On the other side, advocate Anton Katz argued on behalf of the so-called “Frankel 8” that the provision of the Criminal Procedure Act should be declared invalid immediately by the Constitutional Court in order to ensure that “the rights of many would immediately be protected, even if only symbolically”.

Following Tuesday’s arguments, the Constitutional Court will deliver a ruling on the matter in the near future.

But as Bornman points out, even an amendment to the legislation does not necessarily mean that South Africa will suddenly see a tidal wave of justice engulfing past perpetrators of sexual assault.

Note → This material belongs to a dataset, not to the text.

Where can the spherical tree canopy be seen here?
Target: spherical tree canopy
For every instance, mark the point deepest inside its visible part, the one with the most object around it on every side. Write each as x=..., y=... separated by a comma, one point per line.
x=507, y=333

Unfortunately, social and even economic barriers to justice will still be there,” says Bornman, citing stigma, secondary trauma for victims, under-resourced courts and poor police investigation as ongoing obstructions.

Successful prosecutions for crimes committed so long ago may also be hard to achieve. Challenges here would include the loss or decay of forensic evidence, and the fallibility of witnesses’ memories after many years.

But it’s important to understand that prosecutors will always still have a discretion to prosecute based on the strength of a docket. The absolute bar to prosecution has hopefully been lifted, and the NPA [National Prosecuting Authority] will now be free to apply its mind to cases regardless of how much time has gone by,” Bornman says.

Prosecutors should not be legally barred from prosecuting strong cases just because of an arbitrary lapse of time.” DM

Photo: The Constitutional Court is examining the question of time limits on prosecution of sexual offences. Archive photo: Ciaran Ryan/GroundUp.